The prime offender in all this cupidity was, of course, NBC, who milked the
advertising and ratings game dry by packaging, repackaging, reconstructing,
dumbing down, diluting, and otherwise endeavoring to turn the greatest
athletic event in the world into a gigantic, flag-waving human interest
story.  It was bad enough that they spliced together half the events we saw
and broadcast them hours later in a format called "plausibly live."  (Does
that mean one could call Bob Costas' hair "plausibly his"?  How about Summer
Sanders' swimming commentary "plausibly relevant"?)  But on top of that, they
had to take advantage of this coup in Frankensteinian sports broadcasting by
inserting all sorts of cheesy little sidebars about the athletes and their
events, complete with VH1 soundtrack and the insufferable John Tesh intoning
words he just learned how to pronounce five minutes ago:  "Perseverance.
 Persistance.  An indominatable spirit.  For these young athletes, it is the
ultimate test.  And the ultimate sacrifice."  We NBC viewers know just how
they felt, John.

Then there were those commercials--ah, those commercials!  If it hadn't been
for the "I'm chill to that tip" guy it would have been one big, non-stop
schmaltz-a-thon.  What hamburgers and sugary soft drinks have to do with
athletes pursuing dreams and overcoming adversity I'm still not sure, but
after two weeks of Proud Sponsor carpet bombing the connection is no doubt
burned into all our psyches.  If your kid starts shoveling down Arch Deluxes
before his swim meet, don't be surprised.
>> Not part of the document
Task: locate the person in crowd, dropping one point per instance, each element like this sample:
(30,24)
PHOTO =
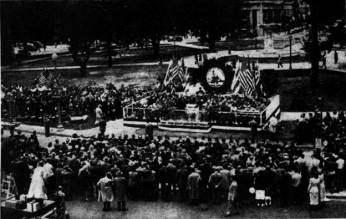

Even the city of Atlanta, in its own small way, managed to get in on the
feeding frenzy.  Restaurants all over downtown posted "local" and "visitor"
prices, and guess what?  The "visitor" prices were a jacked-up rip-off.
 Nothing like a little southern hospitality to teach our foreign guests and
their fans a lesson in free-market economics.

The athletes, to their credit, managed for the most part to rise above the
consumerist hoopla, although watching the twenty-fifth replay of Michael
Johnson's amazing 200-meter sprint, I couldn't help but wonder how much Nike
paid him to wear those gold shoes.

A handful of our athletes, however, managed to create their own brand of
hoopla around their incalculable wealth, ego, and hubris.

Yes, while Amy Van Dyken, the women's soccer team, and other U.S. athletes
who accomplished something that actually mattered were stuck in traffic on
the shuttle back to the Olympic Village, Sir Charles & Co. were at Atlanta's
answer to the Four Seasons swapping investment tips and complaining about the
room service.  While others were actually competing, Shaq, Penny, and the
Admiral were slouching on the bench and sleepily gazing up at the clock, or
shuffling down the court and sleepily posting up against guys half their
size.  And while Reggie Miller is figuring out how to weld his gold medal to
the grille of his Rolls Royce, the majority of his fellow athletes will be
going back to school, or to monastic training regimens, or God forbid,
turning pro and hitting the public appearances circuit.

In return for almost permanently wrecking her ankle and winning the first
U.S. team gymnastics gold in something like forever, Kerri Strug gets the
chance to perhaps make one-fiftieth of Scottie Pippin's salary.  There's a
pervading sense that she's somehow selling out by saying goodbye to her
amateur status, but I say, more power to her.  In comparison to the greed we
saw on display at Atlanta '96, she's just making an honest buck.